EPIM: Efficient Processing-In-Memory Accelerators based on Epitome
Wang, Chenyu, Dong, Zhen, Zhou, Daquan, Zhu, Zhenhua, Wang, Yu, Feng, Jiashi, Keutzer, Kurt
The utilization of large-scale neural networks on Processing-In-Memory (PIM) accelerators encounters challenges due to constrained on-chip memory capacity. To tackle this issue, current works explore model compression algorithms to reduce the size of Convolutional Neural Networks (CNNs). Most of these algorithms either aim to represent neural operators with reduced-size parameters (e.g., quantization) or search for the best combinations of neural operators (e.g., neural architecture search).
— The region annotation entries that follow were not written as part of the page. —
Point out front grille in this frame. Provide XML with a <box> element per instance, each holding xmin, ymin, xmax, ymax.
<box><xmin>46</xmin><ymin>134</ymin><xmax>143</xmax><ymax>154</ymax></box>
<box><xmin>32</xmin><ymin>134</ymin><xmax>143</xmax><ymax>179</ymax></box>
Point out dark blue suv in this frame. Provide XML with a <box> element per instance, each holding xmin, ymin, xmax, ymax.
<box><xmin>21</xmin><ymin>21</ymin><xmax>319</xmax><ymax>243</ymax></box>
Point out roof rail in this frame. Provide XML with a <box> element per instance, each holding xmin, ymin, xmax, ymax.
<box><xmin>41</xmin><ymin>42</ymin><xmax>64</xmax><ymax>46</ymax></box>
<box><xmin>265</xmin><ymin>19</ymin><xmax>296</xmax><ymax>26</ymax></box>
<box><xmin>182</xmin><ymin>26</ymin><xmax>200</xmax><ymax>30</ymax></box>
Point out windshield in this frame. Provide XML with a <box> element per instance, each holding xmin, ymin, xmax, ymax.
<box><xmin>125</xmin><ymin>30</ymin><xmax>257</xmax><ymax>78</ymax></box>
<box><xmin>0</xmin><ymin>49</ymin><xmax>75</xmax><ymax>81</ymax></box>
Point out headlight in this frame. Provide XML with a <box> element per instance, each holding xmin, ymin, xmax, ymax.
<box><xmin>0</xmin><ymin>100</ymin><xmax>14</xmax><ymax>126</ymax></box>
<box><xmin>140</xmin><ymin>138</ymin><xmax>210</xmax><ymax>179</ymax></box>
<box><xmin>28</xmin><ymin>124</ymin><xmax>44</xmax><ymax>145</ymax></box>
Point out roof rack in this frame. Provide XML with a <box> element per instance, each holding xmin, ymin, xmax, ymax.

Designing neural operators to align with PIM accelerators' specifications is an area that warrants further study. In this paper, we introduce the Epitome, a lightweight neural operator offering convolution-like functionality, to craft memory-efficient CNN operators for PIM accelerators (EPIM). On the software side, we evaluate epitomes' latency and energy on PIM accelerators and introduce a PIM-aware layer-wise design method to enhance their hardware efficiency. We apply epitome-aware quantization to further reduce the size of epitomes. On the hardware side, we modify the datapath of current PIM accelerators to accommodate epitomes and implement a feature map reuse technique to reduce computation cost. Experimental results reveal that our 3-bit quantized EPIM-ResNet50 attains 71.59% top-1 accuracy on ImageNet, reducing crossbar areas by 30.65 times. EPIM surpasses the state-of-the-art pruning methods on PIM.